È stata la nuova tecnologia sviluppata con i macchinari a 7 Tesla ad aver aiutato Martina Absinta ad osservare anche nelle immagini raccolte in vivo, le “lesioni cronicamente attive”, cuore delle ricerche di Martina.

“Abbiamo scoperto – racconta – che queste lesioni attive si espandono nel tempo e che la demielinizzazione rovina gli assoni circostanti. E’ come se nel cervello avessimo degli hotspot (letteralmente punti caldi,) che continuano a procurare del danno. Sto seguendo l’andamento di queste lesioni in pazienti in cui abbiamo osservato la loro nascita e abbiamo anche dati di 9-10 anni di follow up in cui si vede che l’infiammazione è sempre presente e che le lesioni sono completamente demielinizzate”.

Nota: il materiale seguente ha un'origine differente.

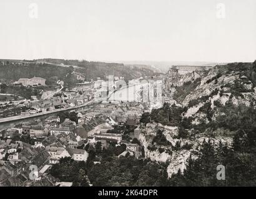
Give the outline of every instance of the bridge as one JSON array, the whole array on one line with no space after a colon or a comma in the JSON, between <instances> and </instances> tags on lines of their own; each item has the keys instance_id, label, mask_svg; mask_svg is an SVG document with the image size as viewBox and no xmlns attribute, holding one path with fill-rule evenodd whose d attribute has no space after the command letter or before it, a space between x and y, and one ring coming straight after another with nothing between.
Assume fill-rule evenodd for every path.
<instances>
[{"instance_id":1,"label":"bridge","mask_svg":"<svg viewBox=\"0 0 256 199\"><path fill-rule=\"evenodd\" d=\"M96 103L101 103L101 102L98 101ZM20 116L8 117L8 118L0 118L0 124L2 124L2 123L9 123L9 122L17 121L17 120L22 120L22 119L27 119L27 118L36 118L36 117L38 117L38 116L44 116L44 115L52 114L52 113L59 113L59 112L61 112L61 111L67 111L74 110L74 109L77 109L81 108L83 108L83 107L86 107L86 106L91 106L91 105L94 104L94 101L91 100L90 101L87 102L86 103L85 103L84 104L74 106L74 107L60 108L60 109L55 109L55 110L52 110L52 111L46 111L46 112L37 113L36 113L36 114L27 115L27 116L26 116L26 115L20 115Z\"/></svg>"}]
</instances>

Nel 2019 un ulteriore studio ha mostrato come queste lesioni rappresentano uno dei fattori che determinano una disabilità crescente: le persone con tante lesioni clinicamente attive hanno una progressione di disabilità fisica e cognitiva più rapida e consistente. Dopo questo, un terzo studio (sempre firmato da Martina), ha permesso di capire cosa fa quella cellula autoptica. Potrà consentire ai ricercatori di identificare meccanismi cellulari e potenziali target terapeutici da colpire per fermare questa infiammazione perennemente attivata.

Adesso la sfida è che questo biomarcatore di risonanza entri nelle ricerche di nuovi farmaci. Io personalmente sto seguendo un trial in cui pazienti in trattamento con Ocrelizumab vengono studiati alla risonanza per vedere se e come questo trattamento spenga le lesioni cronicamente attive. E in uno studio appena portato al Congresso ECTRIMS abbiamo mostrato come, a distanza di un anno, le lesioni continuino a essere attive. Possiamo ipotizzare che si possa e si debba studiare (sempre meglio) l’impatto delle terapie esistenti e di quelle future sulle lesioni cronicamente attive anche per arrivare a identificare quei trattamenti neuro protettivi e rimielinizzanti su cui è oggi impegnata la ricerca delle terapie che ancora mancano. Io mi impegno a trovarle, queste risposte. Voglio farlo, lo prometto”.

Credete a me. Conoscerla è stato un privilegio.